I had a couple boxes of unused soft pastels in my supply stash that I purchased over 15 years ago. So I did my research online and am following some tutorials. These mission figs are my first exploration using soft pastels (on the left) and hard pastels (on the right).
Substrate: Ingres paper in light blue
- Left Fig – Mystery half-sticks (I suspect they are Sennelier, but I’m not sure) – for the most part they were soft
- Right Fig – Cretacolor sticks
Parts of this exercise were pure frustration and other parts pure joy – so I know I’m learning something valuable!
I used a Conte sepia pencil to lay down a simple line drawing and lightly block in my largest shadow shape. Then I dove right in laying down darkest to lightest colors. Next I added the simplest shadow and light shapes, saving the details until the very last.
Here’s what I learned:
- I like soft pastels much more than hard, because they felt more painterly. It was more straight forward to lay down the broader shapes of color, if that makes any sense. They also gave me the look I was going for – the form melting into the background. They felt yummy to work with.
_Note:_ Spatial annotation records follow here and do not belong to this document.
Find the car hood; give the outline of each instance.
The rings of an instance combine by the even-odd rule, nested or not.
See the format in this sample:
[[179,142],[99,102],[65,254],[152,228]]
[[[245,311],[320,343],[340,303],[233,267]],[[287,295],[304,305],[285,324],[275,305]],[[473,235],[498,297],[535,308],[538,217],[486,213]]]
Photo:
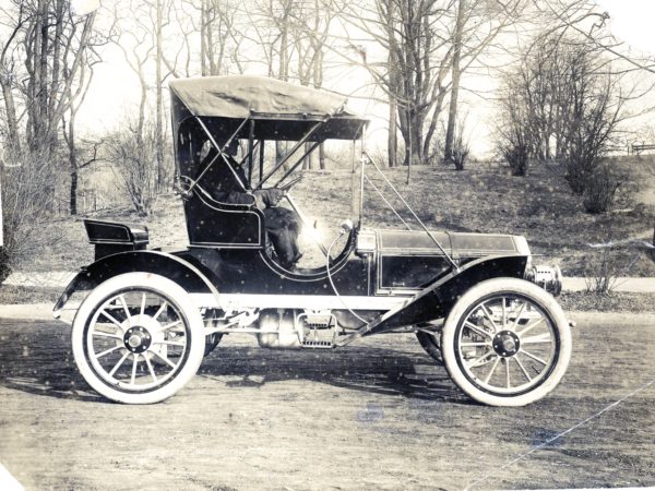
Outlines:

- I like the hard pastels much more than soft, because it was easier to add details. It felt more familiar to work “tightly” around the stem area. I hope this makes sense… maybe “precisely” is more accurate. However, the hard pastel stick was awkward to hold for this task.
- I found it less expressive, and therefore not as pleasurable, to lay down color and “sculpt” the fig using hard pastel.
- I learned the hard way not to blend the soft pastels too much, if at all. It made it muddy and I quickly lost the form.
- I had to work hard to get the hard pastels to blend and soften on the edges.
- There were some inconsistencies with in the half-sticks – the purple shade was hard and gritty. Is this normal?
- I loved working dark to light (as opposed to light to dark, as with watercolor). It was freeing not to have to “preserve the lights” knowing I could layer my brightest highlights at the very end.
- I loved how freeing it was to adjust light/dark, warmth/coolness of colors, hues, etc., as I worked.
While I really like working with both hard and soft pastels, I enjoyed the soft pastels much more. I was certainly taken out of my comfort zone, and I did fight with them a bit. With watercolor, I’m used to exercising a lot of control – But once I embraced a looser method of working and just opened myself up to experimentation, I really enjoyed myself!
Next I’d like to try using some pastel papers with the soft pastels and use pastel pencils to add details to my piece. This medium feels really natural to me, and I’m looking forward to further experimentation.